Jongleur laughed. "Liar? Yes, certainly. Murderer? Perhaps, but not if you mean him." He poked Azador with the toe of his Gypsy boot. "He is not even a person. He is another copy, just like the Twins. Just like my Avialle."
"Copy?" asked Paul haltingly.
"Yes—a copy of me," Jongleur said. "A rather poor and incomplete one from early in the process, given a home here by our rogue operating system. Perhaps it was taken while I was sleeping, I cannot remember. It certainly seems to have been dominated by a parade of my boyhood fantasies. That ridiculous Gypsy camp, the kind that only ever existed in Victorian fiction—I recognized it immediately." He smirked. "When I was a child I used to pretend that I came from such a place, not from my so-boring home and my so-boring parents."

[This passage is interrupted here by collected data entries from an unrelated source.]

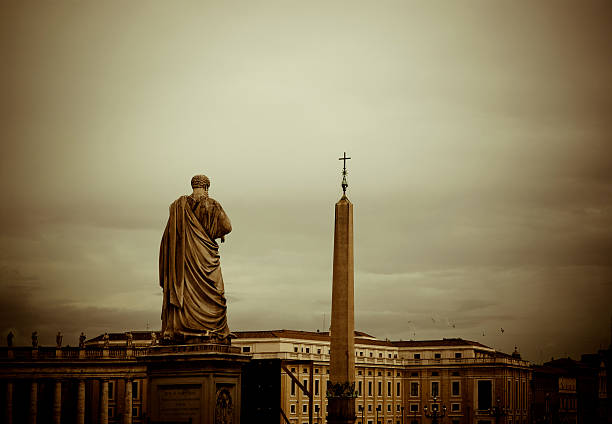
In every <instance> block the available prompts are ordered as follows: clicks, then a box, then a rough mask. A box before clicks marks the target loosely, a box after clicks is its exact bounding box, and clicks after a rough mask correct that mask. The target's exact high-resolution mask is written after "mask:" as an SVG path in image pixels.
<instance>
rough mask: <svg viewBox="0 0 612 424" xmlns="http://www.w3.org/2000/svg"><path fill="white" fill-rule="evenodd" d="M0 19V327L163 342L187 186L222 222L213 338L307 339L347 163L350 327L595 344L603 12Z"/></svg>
mask: <svg viewBox="0 0 612 424" xmlns="http://www.w3.org/2000/svg"><path fill="white" fill-rule="evenodd" d="M0 13H1V14H2V17H1V21H0V43H1V44H0V49H1V54H2V62H3V66H2V67H0V88H1V90H2V96H1V97H0V128H1V130H0V131H1V136H2V144H1V147H0V149H1V150H0V154H1V155H0V190H1V193H2V199H3V202H2V208H1V211H0V299H1V300H0V327H1V328H0V330H1V331H2V334H6V333H7V332H8V331H9V329H12V330H13V331H14V332H15V333H16V334H17V342H19V343H24V344H25V343H28V342H29V334H30V332H31V331H33V330H38V331H39V333H40V334H41V341H42V343H43V344H45V343H52V342H53V340H54V339H53V337H54V335H55V332H56V331H58V330H62V331H63V332H64V333H65V334H66V336H65V337H64V340H65V342H67V343H71V344H76V343H77V337H78V334H79V333H80V332H81V331H85V332H86V333H87V335H88V336H90V337H93V336H95V335H97V334H99V333H101V332H103V331H127V330H130V329H145V328H147V326H148V327H149V328H150V329H159V328H160V325H161V323H160V318H159V316H160V310H161V289H160V288H159V285H158V277H157V255H158V249H159V242H160V239H161V235H162V232H163V229H164V226H165V222H166V219H167V217H168V205H169V204H170V203H171V202H172V201H173V200H174V199H175V198H177V197H178V196H179V195H181V194H185V193H188V192H189V191H190V190H189V189H190V187H189V180H190V178H191V176H192V175H194V174H196V173H205V174H206V175H208V176H209V177H210V178H211V181H212V186H211V196H213V197H214V198H216V199H217V200H219V201H220V202H221V203H222V205H223V206H224V208H225V210H226V212H227V213H228V215H229V216H230V218H231V219H232V224H233V228H234V230H233V232H232V233H231V234H230V235H229V236H228V237H227V242H226V243H225V244H223V245H221V255H222V268H223V273H224V279H225V283H226V290H227V296H228V303H229V307H228V308H229V318H230V328H231V329H232V330H255V329H278V328H291V329H303V330H316V329H326V328H327V327H328V326H329V313H330V309H331V298H330V297H331V267H332V248H333V204H334V203H335V202H336V201H337V200H338V198H339V197H340V194H341V190H340V175H339V171H340V169H341V168H340V167H341V162H339V161H338V160H337V158H338V157H339V156H341V155H342V152H344V151H346V152H347V153H348V155H349V156H351V157H352V159H351V160H350V161H349V163H348V167H349V184H350V186H349V190H348V194H349V197H350V199H351V200H352V202H353V203H354V204H355V221H354V223H355V264H356V275H355V286H356V287H355V288H356V291H355V293H356V294H355V296H356V306H355V314H356V326H357V328H358V329H359V330H362V331H366V332H368V333H371V334H373V335H375V336H377V337H380V338H385V337H388V338H391V339H410V338H417V339H428V338H440V337H463V338H466V339H471V340H477V341H479V342H481V343H484V344H487V345H489V346H492V347H495V348H497V349H500V350H503V351H506V352H511V351H512V350H513V349H514V346H515V345H517V346H518V347H519V349H520V351H521V352H522V353H523V354H524V356H526V357H527V359H529V360H532V361H535V362H539V361H542V360H546V359H549V358H550V357H551V356H555V357H558V356H561V355H572V356H573V357H575V358H577V357H579V355H580V354H581V353H587V352H594V351H596V350H597V349H598V348H600V347H607V346H608V344H609V343H610V316H611V314H612V307H611V306H610V304H611V302H610V299H612V264H611V262H612V260H611V258H612V166H611V165H612V163H611V162H612V160H611V159H610V158H612V140H611V134H612V119H611V117H612V78H610V75H612V56H611V55H610V46H611V45H612V30H611V26H610V22H612V6H611V5H610V3H609V2H600V3H588V2H580V3H564V2H557V1H555V2H539V3H538V4H535V3H533V2H513V3H511V4H510V3H507V2H489V1H486V2H476V1H471V2H461V3H459V2H457V3H448V2H444V3H439V4H432V3H431V2H414V3H413V2H363V3H359V2H352V1H351V2H334V3H333V4H330V3H329V2H224V3H221V4H218V3H212V2H211V3H204V2H180V3H167V2H129V3H125V2H104V3H83V2H79V3H73V2H65V3H62V2H54V3H39V4H36V3H27V4H24V3H23V2H9V3H5V4H4V5H3V6H2V8H1V12H0ZM501 328H503V329H504V332H503V333H502V332H501ZM3 338H4V336H3ZM4 342H5V340H4V339H3V340H2V343H4Z"/></svg>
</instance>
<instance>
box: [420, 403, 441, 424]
mask: <svg viewBox="0 0 612 424" xmlns="http://www.w3.org/2000/svg"><path fill="white" fill-rule="evenodd" d="M437 401H438V397H437V396H434V404H435V403H436V402H437ZM423 411H424V412H425V416H426V417H427V418H431V424H438V419H439V418H444V417H445V416H446V405H442V410H441V411H440V408H439V407H438V408H436V409H433V408H432V410H431V412H430V411H429V409H428V408H427V405H425V406H424V407H423Z"/></svg>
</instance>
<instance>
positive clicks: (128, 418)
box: [123, 379, 132, 424]
mask: <svg viewBox="0 0 612 424" xmlns="http://www.w3.org/2000/svg"><path fill="white" fill-rule="evenodd" d="M123 424H132V380H131V379H126V380H125V413H124V414H123Z"/></svg>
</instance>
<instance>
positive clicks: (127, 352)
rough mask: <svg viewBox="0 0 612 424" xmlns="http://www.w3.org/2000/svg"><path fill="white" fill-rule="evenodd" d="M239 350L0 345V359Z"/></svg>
mask: <svg viewBox="0 0 612 424" xmlns="http://www.w3.org/2000/svg"><path fill="white" fill-rule="evenodd" d="M206 352H214V353H232V354H234V353H240V348H239V347H236V346H229V345H223V344H213V343H211V344H194V345H167V346H159V345H158V346H109V347H103V346H85V347H83V348H79V347H68V346H65V347H61V348H55V347H49V346H41V347H38V348H31V347H24V346H18V347H0V360H9V361H11V360H14V361H37V360H101V359H104V360H107V359H108V360H117V359H121V360H135V359H136V358H140V357H144V356H148V355H155V354H168V353H170V354H193V353H206Z"/></svg>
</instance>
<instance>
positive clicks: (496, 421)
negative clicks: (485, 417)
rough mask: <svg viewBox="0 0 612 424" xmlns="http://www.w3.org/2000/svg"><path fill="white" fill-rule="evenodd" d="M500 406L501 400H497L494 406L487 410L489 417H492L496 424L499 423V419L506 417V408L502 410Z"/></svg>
mask: <svg viewBox="0 0 612 424" xmlns="http://www.w3.org/2000/svg"><path fill="white" fill-rule="evenodd" d="M500 405H501V400H500V399H499V398H497V399H496V401H495V406H494V407H492V408H489V415H490V416H492V417H495V423H496V424H497V423H498V422H499V419H500V418H501V417H505V416H506V415H508V412H507V410H506V408H502V407H501V406H500Z"/></svg>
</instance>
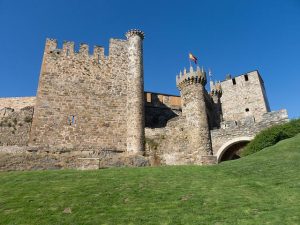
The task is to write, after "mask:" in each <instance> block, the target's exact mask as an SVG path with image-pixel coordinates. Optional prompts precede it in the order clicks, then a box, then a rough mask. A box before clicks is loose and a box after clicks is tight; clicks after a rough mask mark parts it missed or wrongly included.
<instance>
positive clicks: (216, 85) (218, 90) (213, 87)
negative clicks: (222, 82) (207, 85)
mask: <svg viewBox="0 0 300 225" xmlns="http://www.w3.org/2000/svg"><path fill="white" fill-rule="evenodd" d="M210 95H211V96H218V97H219V98H220V97H221V96H222V86H221V82H220V81H218V82H216V83H213V82H212V84H211V91H210Z"/></svg>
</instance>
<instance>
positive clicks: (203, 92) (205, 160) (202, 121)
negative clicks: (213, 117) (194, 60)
mask: <svg viewBox="0 0 300 225" xmlns="http://www.w3.org/2000/svg"><path fill="white" fill-rule="evenodd" d="M206 82H207V81H206V73H205V71H204V70H202V71H201V70H200V68H199V67H197V70H196V71H194V70H193V68H192V67H190V71H189V73H187V72H186V70H184V73H183V75H182V74H180V75H179V76H177V80H176V84H177V87H178V89H179V90H180V95H181V98H182V115H183V116H184V117H185V118H186V126H187V127H188V129H187V131H186V132H187V133H188V138H189V142H190V146H191V148H190V149H189V151H190V152H189V153H188V154H189V155H190V156H192V157H191V158H193V162H191V163H194V164H205V163H206V161H207V159H206V158H207V157H206V156H211V155H212V146H211V138H210V131H209V124H208V117H207V111H206V105H205V92H206V90H205V84H206Z"/></svg>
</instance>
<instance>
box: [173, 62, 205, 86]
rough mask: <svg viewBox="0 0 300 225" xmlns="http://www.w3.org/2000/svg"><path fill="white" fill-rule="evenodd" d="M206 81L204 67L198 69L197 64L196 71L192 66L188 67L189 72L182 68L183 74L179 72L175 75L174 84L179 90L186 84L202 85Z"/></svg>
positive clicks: (204, 83)
mask: <svg viewBox="0 0 300 225" xmlns="http://www.w3.org/2000/svg"><path fill="white" fill-rule="evenodd" d="M206 83H207V79H206V72H205V71H204V69H202V70H200V67H199V66H197V69H196V71H194V69H193V67H190V72H189V73H187V72H186V69H184V73H183V75H182V73H181V72H180V74H179V75H178V76H177V77H176V85H177V88H178V89H179V90H181V89H182V88H184V87H185V86H187V85H191V84H201V85H202V86H205V85H206Z"/></svg>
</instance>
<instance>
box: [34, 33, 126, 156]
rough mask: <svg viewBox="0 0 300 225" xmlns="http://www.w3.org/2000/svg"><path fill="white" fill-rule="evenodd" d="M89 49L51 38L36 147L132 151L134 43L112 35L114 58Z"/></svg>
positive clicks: (109, 53) (103, 51)
mask: <svg viewBox="0 0 300 225" xmlns="http://www.w3.org/2000/svg"><path fill="white" fill-rule="evenodd" d="M88 48H89V47H88V46H87V45H86V44H82V45H81V46H80V50H79V52H78V53H77V52H74V43H72V42H66V43H64V45H63V49H58V48H57V42H56V41H55V40H49V39H48V40H47V43H46V48H45V52H44V58H43V64H42V69H41V75H40V80H39V87H38V93H37V100H36V106H35V114H34V118H33V124H32V129H31V139H30V144H31V145H37V146H44V147H65V148H71V149H81V150H85V149H98V150H103V149H106V150H116V149H117V150H119V151H126V143H127V142H126V141H127V139H126V138H127V136H126V134H127V124H126V118H127V115H126V114H127V111H126V109H127V106H126V104H127V92H128V90H129V87H128V83H127V76H128V75H129V74H128V72H129V69H128V64H129V59H128V43H127V41H123V40H118V39H111V40H110V45H109V55H108V56H105V55H104V49H103V48H102V47H97V46H96V47H95V48H94V53H93V55H89V49H88Z"/></svg>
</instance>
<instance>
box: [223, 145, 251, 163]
mask: <svg viewBox="0 0 300 225" xmlns="http://www.w3.org/2000/svg"><path fill="white" fill-rule="evenodd" d="M248 143H249V141H242V142H238V143H236V144H233V145H232V146H230V147H229V148H228V149H227V150H226V151H225V152H224V153H223V155H222V157H221V158H220V161H219V162H223V161H227V160H235V159H239V158H240V153H241V151H242V150H243V148H244V147H245V146H246V145H247V144H248Z"/></svg>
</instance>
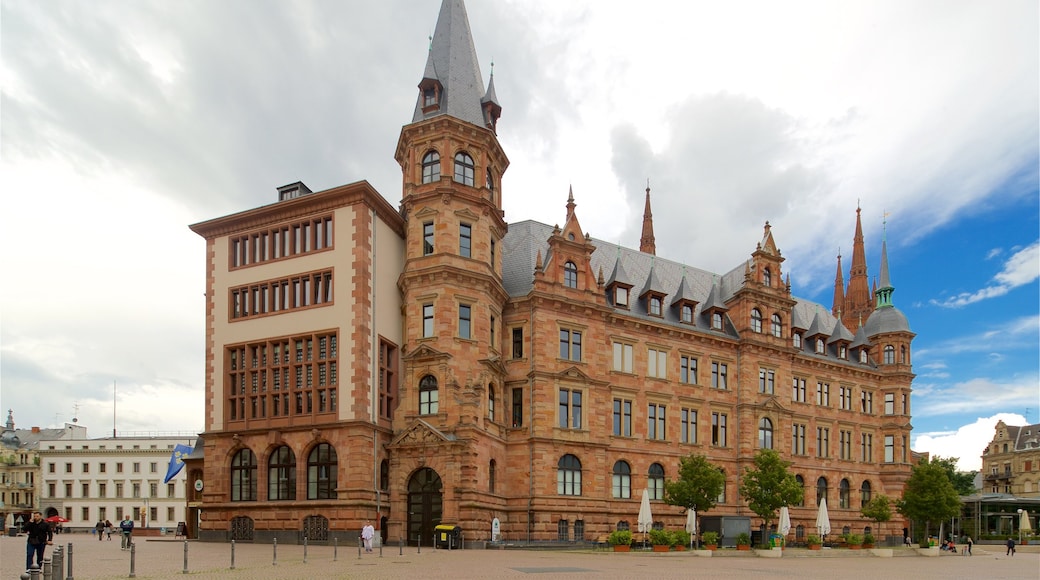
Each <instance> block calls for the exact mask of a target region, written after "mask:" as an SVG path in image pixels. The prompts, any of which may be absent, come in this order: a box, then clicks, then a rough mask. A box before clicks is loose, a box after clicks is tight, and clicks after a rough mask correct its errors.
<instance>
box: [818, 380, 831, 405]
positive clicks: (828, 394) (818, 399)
mask: <svg viewBox="0 0 1040 580" xmlns="http://www.w3.org/2000/svg"><path fill="white" fill-rule="evenodd" d="M816 404H817V405H820V406H831V386H830V385H828V384H827V383H816Z"/></svg>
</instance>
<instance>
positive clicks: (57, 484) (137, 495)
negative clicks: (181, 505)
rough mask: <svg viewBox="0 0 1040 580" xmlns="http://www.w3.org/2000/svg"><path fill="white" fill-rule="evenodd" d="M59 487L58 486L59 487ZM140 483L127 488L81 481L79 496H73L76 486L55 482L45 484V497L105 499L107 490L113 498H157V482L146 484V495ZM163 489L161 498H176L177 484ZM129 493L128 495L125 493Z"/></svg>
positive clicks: (169, 486) (122, 486)
mask: <svg viewBox="0 0 1040 580" xmlns="http://www.w3.org/2000/svg"><path fill="white" fill-rule="evenodd" d="M59 485H60V486H59ZM142 485H144V484H142V482H140V481H132V482H130V485H129V486H128V485H127V484H126V482H112V481H81V482H80V483H79V486H78V490H79V495H78V496H77V495H75V492H76V490H77V486H76V485H75V483H73V482H70V481H62V482H61V483H60V484H59V483H58V482H56V481H48V482H47V497H49V498H77V497H78V498H90V499H93V498H107V497H109V494H108V492H109V490H111V492H112V496H111V497H113V498H116V499H122V498H159V497H160V496H159V490H160V485H159V482H158V481H152V482H149V483H148V495H147V496H146V495H142V494H144V487H142ZM163 489H164V490H165V494H166V495H164V496H161V497H163V498H176V497H177V484H176V483H166V484H165V485H164V486H163ZM59 490H60V491H62V492H63V494H62V495H59V494H58V491H59ZM128 491H129V495H128V494H127V492H128Z"/></svg>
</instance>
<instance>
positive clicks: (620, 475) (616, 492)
mask: <svg viewBox="0 0 1040 580" xmlns="http://www.w3.org/2000/svg"><path fill="white" fill-rule="evenodd" d="M613 480H614V486H613V495H614V497H615V498H618V499H628V498H630V497H632V468H631V467H629V466H628V462H616V463H615V464H614V477H613Z"/></svg>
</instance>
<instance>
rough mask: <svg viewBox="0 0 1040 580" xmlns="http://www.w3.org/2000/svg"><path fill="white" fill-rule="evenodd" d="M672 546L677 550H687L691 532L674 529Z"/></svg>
mask: <svg viewBox="0 0 1040 580" xmlns="http://www.w3.org/2000/svg"><path fill="white" fill-rule="evenodd" d="M672 546H673V547H674V548H675V551H676V552H679V551H682V550H685V549H686V547H687V546H690V532H687V531H686V530H674V531H673V532H672Z"/></svg>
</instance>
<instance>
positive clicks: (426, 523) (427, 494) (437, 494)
mask: <svg viewBox="0 0 1040 580" xmlns="http://www.w3.org/2000/svg"><path fill="white" fill-rule="evenodd" d="M443 501H444V497H443V485H442V483H441V476H440V475H438V474H437V472H436V471H434V470H432V469H430V468H422V469H420V470H418V471H416V472H415V473H413V474H412V477H411V478H410V479H409V480H408V544H409V546H415V545H416V544H417V543H418V542H419V539H420V538H421V541H422V544H423V545H425V546H430V545H431V544H432V543H433V539H434V528H435V527H436V526H437V525H439V524H440V523H441V513H442V509H443Z"/></svg>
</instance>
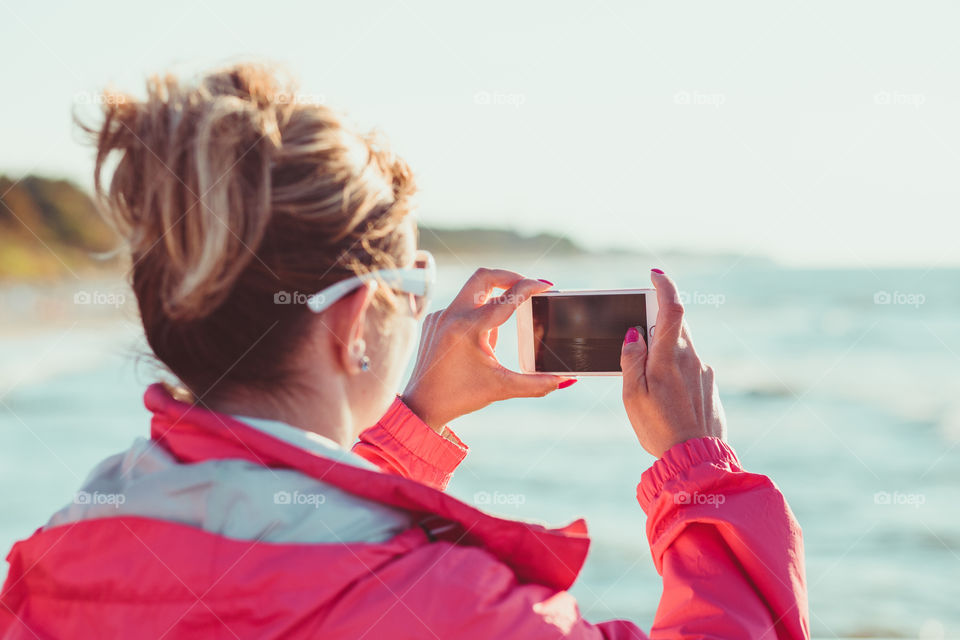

"What do you think you have accomplished, Jongleur?" demanded Martine Desroubins, her face still smeared with dirt from Azador's assault. "This is a standoff. We will not let you escape with the lighter."
"Ah, but you cannot stop me." He showed his teeth in a predatory grin. "I have been waiting very patiently for this. Now I am going home to pull the plug on you and my ex-employee and my entire recalcitrant system. Be grateful—there should be no pain. I imagine your hearts will simply stop." Jongleur held the lighter up. "Priority Override," he said. "Tears of Ra."
An instant later he was gone, vanished entirely from the dead lands beside the Well.
CHAPTER 44
Stolen Voices
NETFEED/NEWS: Arizona—The Voucher Society?
(visual: Thornley in front of state capital building)
VO: Arizona's first Libertarian governor, Durwood Thornley, is proposing to extend the school voucher system to a whole variety of taxpayer opt-outs, and his critics are not very happy about it. Thornley's proposed system would allow a variety of ways to reroute taxes for services that the individual taxpayer does not want to support. As an example, Thornley's staffers suggest that people without cars could redeem their roadbuilding vouchers for repair work on patios and sidewalks, or taxpayers without pets could use animal control vouchers to pay for extermination of unwanted house and yard pests. . . .
For a moment he feared that the override had not worked—that somehow the system had managed to undo its own basic programming—but the moment of darkness dissolved into the familiar depthless gray of his own system. He could feel his body again—not the robust physicality of the false form but his actual dying body, floating in its tank, maintained only by the careful attention of countless expensive machines. But for all the horror of returning to his true condition, it was still a wonderful feeling.
Felix Jongleur was home.
And now to trigger the Apep Sequence. There was no question the Other had to be destroyed, especially if Dread had it in his control. It was a shame to lose the millions of hours of work that had gone into it but this particular operating system had long since proved his worst fears to be underestimations.